POUR LE MAINTIEN D’UN MONOPOLE PUBLIC…

Plusieurs arguments sont généralement avancés pour justifier le maintien d’un monopole public de financement du système de santé, associés à la légitimation de l’intervention de l’État dans le financement et la production de soins. On peut citer tout d’abord les effets externes positifs des politiques de prévention et de santé publique qui n’existeraient pas dans le cadre d’un financement privé de la santé, dans la mesure où aucune demande explicite de soins ne se révélerait sur le marché. Par ailleurs, l’assurance privée ne garantit pas l’équité face à la santé, tout du moins dans une conception égalitariste de l’équité (se reporter au numéro d’Objectifs Soins d’octobre 2006). Elle correspond à une logique de justice commutative, selon laquelle chacun reçoit en fonction de sa contribution initiale tarifée par l’assureur privé sur la base du degré de risque individuel, et non à une logique de justice distributive, selon laquelle chacun reçoit en fonction de ses besoins et contribue en fonction de ses revenus. Cette logique distributive s’accommode soit d’une conception égalitariste de l’équité privilégiant l’égalité d’accès aux soins et la santé, soit d’une conception rawlsienne de l’équité selon laquelle le financement socialisé des dépenses de santé doit principalement bénéficier aux plus défavorisés, alors que la logique commutative s’accommode, elle, d’une conception libérale de l’équité selon laquelle le financement de la santé se fait par le marché.
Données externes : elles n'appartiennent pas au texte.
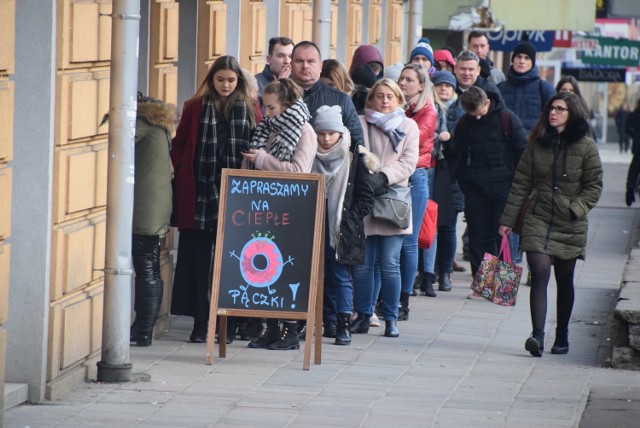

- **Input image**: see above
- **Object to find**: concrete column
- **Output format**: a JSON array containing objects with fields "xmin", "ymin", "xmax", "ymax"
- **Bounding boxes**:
[
  {"xmin": 178, "ymin": 1, "xmax": 200, "ymax": 109},
  {"xmin": 6, "ymin": 0, "xmax": 57, "ymax": 403}
]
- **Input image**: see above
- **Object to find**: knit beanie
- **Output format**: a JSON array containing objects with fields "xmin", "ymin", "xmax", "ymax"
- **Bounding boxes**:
[
  {"xmin": 431, "ymin": 70, "xmax": 456, "ymax": 88},
  {"xmin": 511, "ymin": 42, "xmax": 536, "ymax": 66},
  {"xmin": 313, "ymin": 106, "xmax": 344, "ymax": 133},
  {"xmin": 384, "ymin": 63, "xmax": 404, "ymax": 82},
  {"xmin": 409, "ymin": 37, "xmax": 435, "ymax": 65},
  {"xmin": 351, "ymin": 64, "xmax": 377, "ymax": 88},
  {"xmin": 432, "ymin": 49, "xmax": 456, "ymax": 68}
]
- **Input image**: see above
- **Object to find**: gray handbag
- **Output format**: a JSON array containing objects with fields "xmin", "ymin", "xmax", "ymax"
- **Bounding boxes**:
[{"xmin": 371, "ymin": 186, "xmax": 411, "ymax": 229}]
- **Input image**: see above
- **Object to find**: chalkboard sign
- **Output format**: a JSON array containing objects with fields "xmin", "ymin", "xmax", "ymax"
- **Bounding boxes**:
[{"xmin": 207, "ymin": 169, "xmax": 325, "ymax": 368}]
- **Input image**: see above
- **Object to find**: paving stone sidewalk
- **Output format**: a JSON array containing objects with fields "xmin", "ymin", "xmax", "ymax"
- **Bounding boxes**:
[{"xmin": 3, "ymin": 145, "xmax": 640, "ymax": 428}]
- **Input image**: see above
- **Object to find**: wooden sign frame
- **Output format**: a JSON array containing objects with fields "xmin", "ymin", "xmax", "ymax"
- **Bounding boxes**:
[{"xmin": 206, "ymin": 168, "xmax": 325, "ymax": 370}]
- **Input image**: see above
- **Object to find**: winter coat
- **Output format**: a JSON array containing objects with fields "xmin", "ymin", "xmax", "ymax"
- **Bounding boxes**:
[
  {"xmin": 360, "ymin": 116, "xmax": 420, "ymax": 236},
  {"xmin": 242, "ymin": 122, "xmax": 318, "ymax": 172},
  {"xmin": 133, "ymin": 102, "xmax": 178, "ymax": 236},
  {"xmin": 303, "ymin": 80, "xmax": 364, "ymax": 151},
  {"xmin": 625, "ymin": 107, "xmax": 640, "ymax": 156},
  {"xmin": 498, "ymin": 66, "xmax": 556, "ymax": 134},
  {"xmin": 171, "ymin": 96, "xmax": 251, "ymax": 230},
  {"xmin": 452, "ymin": 92, "xmax": 527, "ymax": 201},
  {"xmin": 500, "ymin": 121, "xmax": 602, "ymax": 260},
  {"xmin": 405, "ymin": 103, "xmax": 438, "ymax": 169},
  {"xmin": 336, "ymin": 137, "xmax": 380, "ymax": 265}
]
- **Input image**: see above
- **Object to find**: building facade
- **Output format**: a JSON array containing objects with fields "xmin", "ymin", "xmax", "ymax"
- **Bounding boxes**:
[{"xmin": 0, "ymin": 0, "xmax": 410, "ymax": 402}]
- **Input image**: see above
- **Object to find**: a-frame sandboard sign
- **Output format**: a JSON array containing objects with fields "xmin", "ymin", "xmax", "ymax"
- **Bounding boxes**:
[{"xmin": 206, "ymin": 168, "xmax": 325, "ymax": 370}]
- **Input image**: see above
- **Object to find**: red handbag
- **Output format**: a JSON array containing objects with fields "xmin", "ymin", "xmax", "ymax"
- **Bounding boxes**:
[{"xmin": 418, "ymin": 199, "xmax": 438, "ymax": 250}]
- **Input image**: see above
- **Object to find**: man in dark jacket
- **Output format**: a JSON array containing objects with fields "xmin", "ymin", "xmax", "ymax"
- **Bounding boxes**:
[
  {"xmin": 291, "ymin": 40, "xmax": 364, "ymax": 150},
  {"xmin": 256, "ymin": 37, "xmax": 293, "ymax": 97},
  {"xmin": 454, "ymin": 51, "xmax": 502, "ymax": 101},
  {"xmin": 453, "ymin": 87, "xmax": 527, "ymax": 273},
  {"xmin": 498, "ymin": 42, "xmax": 556, "ymax": 133}
]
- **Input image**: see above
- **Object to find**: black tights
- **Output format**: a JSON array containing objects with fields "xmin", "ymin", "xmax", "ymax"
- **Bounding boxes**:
[{"xmin": 527, "ymin": 252, "xmax": 576, "ymax": 335}]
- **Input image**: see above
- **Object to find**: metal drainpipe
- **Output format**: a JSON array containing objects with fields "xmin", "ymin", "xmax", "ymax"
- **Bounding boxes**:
[
  {"xmin": 98, "ymin": 0, "xmax": 140, "ymax": 382},
  {"xmin": 406, "ymin": 0, "xmax": 422, "ymax": 57},
  {"xmin": 313, "ymin": 0, "xmax": 331, "ymax": 59}
]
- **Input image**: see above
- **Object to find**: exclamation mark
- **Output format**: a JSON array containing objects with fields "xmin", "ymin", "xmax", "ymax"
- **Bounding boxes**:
[{"xmin": 289, "ymin": 283, "xmax": 300, "ymax": 309}]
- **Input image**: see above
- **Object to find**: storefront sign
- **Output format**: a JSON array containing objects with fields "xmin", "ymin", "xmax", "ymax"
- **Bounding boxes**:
[
  {"xmin": 562, "ymin": 67, "xmax": 625, "ymax": 82},
  {"xmin": 573, "ymin": 36, "xmax": 640, "ymax": 67},
  {"xmin": 488, "ymin": 31, "xmax": 556, "ymax": 52}
]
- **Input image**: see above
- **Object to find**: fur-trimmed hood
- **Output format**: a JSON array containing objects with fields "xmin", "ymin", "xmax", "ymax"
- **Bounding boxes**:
[{"xmin": 137, "ymin": 101, "xmax": 178, "ymax": 133}]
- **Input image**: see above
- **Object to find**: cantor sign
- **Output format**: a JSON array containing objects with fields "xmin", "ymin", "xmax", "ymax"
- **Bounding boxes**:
[{"xmin": 573, "ymin": 37, "xmax": 640, "ymax": 67}]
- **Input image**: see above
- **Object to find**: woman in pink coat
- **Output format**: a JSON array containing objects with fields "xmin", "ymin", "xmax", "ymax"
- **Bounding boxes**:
[{"xmin": 351, "ymin": 78, "xmax": 420, "ymax": 337}]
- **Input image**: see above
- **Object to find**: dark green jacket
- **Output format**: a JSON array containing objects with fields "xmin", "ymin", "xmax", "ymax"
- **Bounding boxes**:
[
  {"xmin": 133, "ymin": 102, "xmax": 177, "ymax": 236},
  {"xmin": 500, "ymin": 122, "xmax": 602, "ymax": 260}
]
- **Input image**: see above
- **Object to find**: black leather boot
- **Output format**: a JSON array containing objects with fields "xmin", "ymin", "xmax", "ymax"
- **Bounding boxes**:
[
  {"xmin": 398, "ymin": 293, "xmax": 411, "ymax": 321},
  {"xmin": 551, "ymin": 328, "xmax": 569, "ymax": 354},
  {"xmin": 524, "ymin": 331, "xmax": 544, "ymax": 357},
  {"xmin": 351, "ymin": 312, "xmax": 371, "ymax": 334},
  {"xmin": 129, "ymin": 278, "xmax": 163, "ymax": 346},
  {"xmin": 438, "ymin": 272, "xmax": 451, "ymax": 291},
  {"xmin": 384, "ymin": 320, "xmax": 400, "ymax": 337},
  {"xmin": 420, "ymin": 272, "xmax": 436, "ymax": 297},
  {"xmin": 335, "ymin": 313, "xmax": 351, "ymax": 345},
  {"xmin": 247, "ymin": 319, "xmax": 280, "ymax": 348},
  {"xmin": 322, "ymin": 320, "xmax": 337, "ymax": 339},
  {"xmin": 269, "ymin": 321, "xmax": 300, "ymax": 351},
  {"xmin": 129, "ymin": 234, "xmax": 164, "ymax": 346},
  {"xmin": 240, "ymin": 318, "xmax": 264, "ymax": 341}
]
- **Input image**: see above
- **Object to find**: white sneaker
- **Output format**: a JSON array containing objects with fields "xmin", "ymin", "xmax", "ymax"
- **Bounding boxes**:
[{"xmin": 369, "ymin": 314, "xmax": 380, "ymax": 327}]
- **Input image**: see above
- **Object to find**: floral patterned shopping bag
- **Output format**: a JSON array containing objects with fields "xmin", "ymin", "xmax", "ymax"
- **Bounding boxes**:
[
  {"xmin": 491, "ymin": 236, "xmax": 522, "ymax": 306},
  {"xmin": 471, "ymin": 253, "xmax": 499, "ymax": 300}
]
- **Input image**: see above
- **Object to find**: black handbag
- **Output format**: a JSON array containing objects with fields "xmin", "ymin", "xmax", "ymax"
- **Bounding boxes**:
[{"xmin": 371, "ymin": 186, "xmax": 411, "ymax": 229}]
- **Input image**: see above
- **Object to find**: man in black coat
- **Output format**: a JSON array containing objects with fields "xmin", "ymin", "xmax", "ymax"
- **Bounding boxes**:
[
  {"xmin": 453, "ymin": 86, "xmax": 527, "ymax": 273},
  {"xmin": 291, "ymin": 40, "xmax": 364, "ymax": 151}
]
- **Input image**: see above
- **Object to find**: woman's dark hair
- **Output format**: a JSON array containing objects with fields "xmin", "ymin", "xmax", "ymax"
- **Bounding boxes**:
[
  {"xmin": 556, "ymin": 75, "xmax": 582, "ymax": 97},
  {"xmin": 196, "ymin": 55, "xmax": 255, "ymax": 125},
  {"xmin": 529, "ymin": 92, "xmax": 589, "ymax": 141},
  {"xmin": 262, "ymin": 79, "xmax": 304, "ymax": 109}
]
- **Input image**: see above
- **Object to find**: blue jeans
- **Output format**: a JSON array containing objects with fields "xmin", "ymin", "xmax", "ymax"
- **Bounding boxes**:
[
  {"xmin": 353, "ymin": 235, "xmax": 403, "ymax": 320},
  {"xmin": 509, "ymin": 232, "xmax": 522, "ymax": 263},
  {"xmin": 400, "ymin": 168, "xmax": 429, "ymax": 294},
  {"xmin": 436, "ymin": 211, "xmax": 458, "ymax": 273},
  {"xmin": 420, "ymin": 168, "xmax": 438, "ymax": 273}
]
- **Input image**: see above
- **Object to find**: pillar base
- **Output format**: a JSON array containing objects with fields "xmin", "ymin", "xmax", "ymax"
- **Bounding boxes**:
[{"xmin": 97, "ymin": 361, "xmax": 132, "ymax": 382}]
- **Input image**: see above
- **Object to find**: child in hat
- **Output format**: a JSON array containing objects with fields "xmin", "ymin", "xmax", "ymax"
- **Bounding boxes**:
[{"xmin": 312, "ymin": 105, "xmax": 380, "ymax": 345}]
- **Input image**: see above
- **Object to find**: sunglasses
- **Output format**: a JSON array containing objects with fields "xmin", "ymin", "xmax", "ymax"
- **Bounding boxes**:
[{"xmin": 547, "ymin": 106, "xmax": 569, "ymax": 114}]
Le monopole public de financement évite ainsi la mise en place d’un système de santé à deux vitesses, l’une pour les personnes aisées, l’autre pour les personnes défavorisées. Toutefois, ce mode de financement rencontre certaines limites.

… QUI POURRAIT ÊTRE REMIS EN CAUSE

Le fonctionnement d’un système de santé doit être apprécié par rapport aux soins qu’il produit pour améliorer l’état de santé de la population et par rapport à la couverture des frais financiers résultant du risque maladie. Trois critères permettent de juger de la performance d’un système de santé :

→ l’efficacité allocative qui correspond au coût d’opportunité des dépenses engagées dans le secteur de la santé relativement aux autres secteurs collectifs ;

→ l’efficacité productive qui correspond au rendement des dépenses engagées dans le secteur de la santé ;

→ l’équité au sens égalitariste ou rawlsien. Or le système de santé français présente certaines caractéristiques tant d’inefficacité productive que d’iniquité, dont les principales causes peuvent être attribuées à son mode de financement monopolistique public. En termes d’efficacité allocative, les comparaisons internationales montrent que la France consacre 10 % de sa richesse nationale au financement de la santé contre 8 % en moyenne en Europe, alors que ses performances sanitaires mesurées par les indicateurs de morbidité sont moyennes, avec des faiblesses dans certains domaines (iatrogénie médicamenteuse, infections nosocomiales, mortalité maternelle, prévention très faible par exemple). La France dépense plus que ses partenaires européens pour des résultats sanitaires au plus équivalents. En termes d’efficacité productive, l’exemple de l’hôpital montre que, malgré les mécanismes de régulation de l’offre mis en place, les capacités restent excédentaires par rapport aux besoins de la population et sont inégalement réparties sur le territoire national. L’allocation des moyens est pour l’instant, et ce, malgré l’instauration de la tarification à l’activité pour une partie des soins, loin d’être optimale. En termes d’équité, force est de constater qu’un système de santé à plusieurs vitesses existe en France, alors qu’il s’agit d’un argument généralement invoqué par les défenseurs du monopole public de financement. L’augmentation du ticket modérateur, l’existence de structures de proximité dans lesquelles la sécurité des soins n’est pas garantie, les disparités de recours aux soins, les différences interrégionales d’état de santé sont autant d’exemples qui montrent que le système de santé actuel n’est pas équitable, que ce soit selon une conception égalitariste ou une conception rawlsienne de l’équité. L’ensemble de ces critiques pourrait conduire à préconiser l’introduction d’une certaine concurrence dans le financement de l’Assurance maladie. Mais, les différentes expériences menées en la matière dans d’autres pays restent peu convaincantes. Sauf peut-être celle des Pays-Bas.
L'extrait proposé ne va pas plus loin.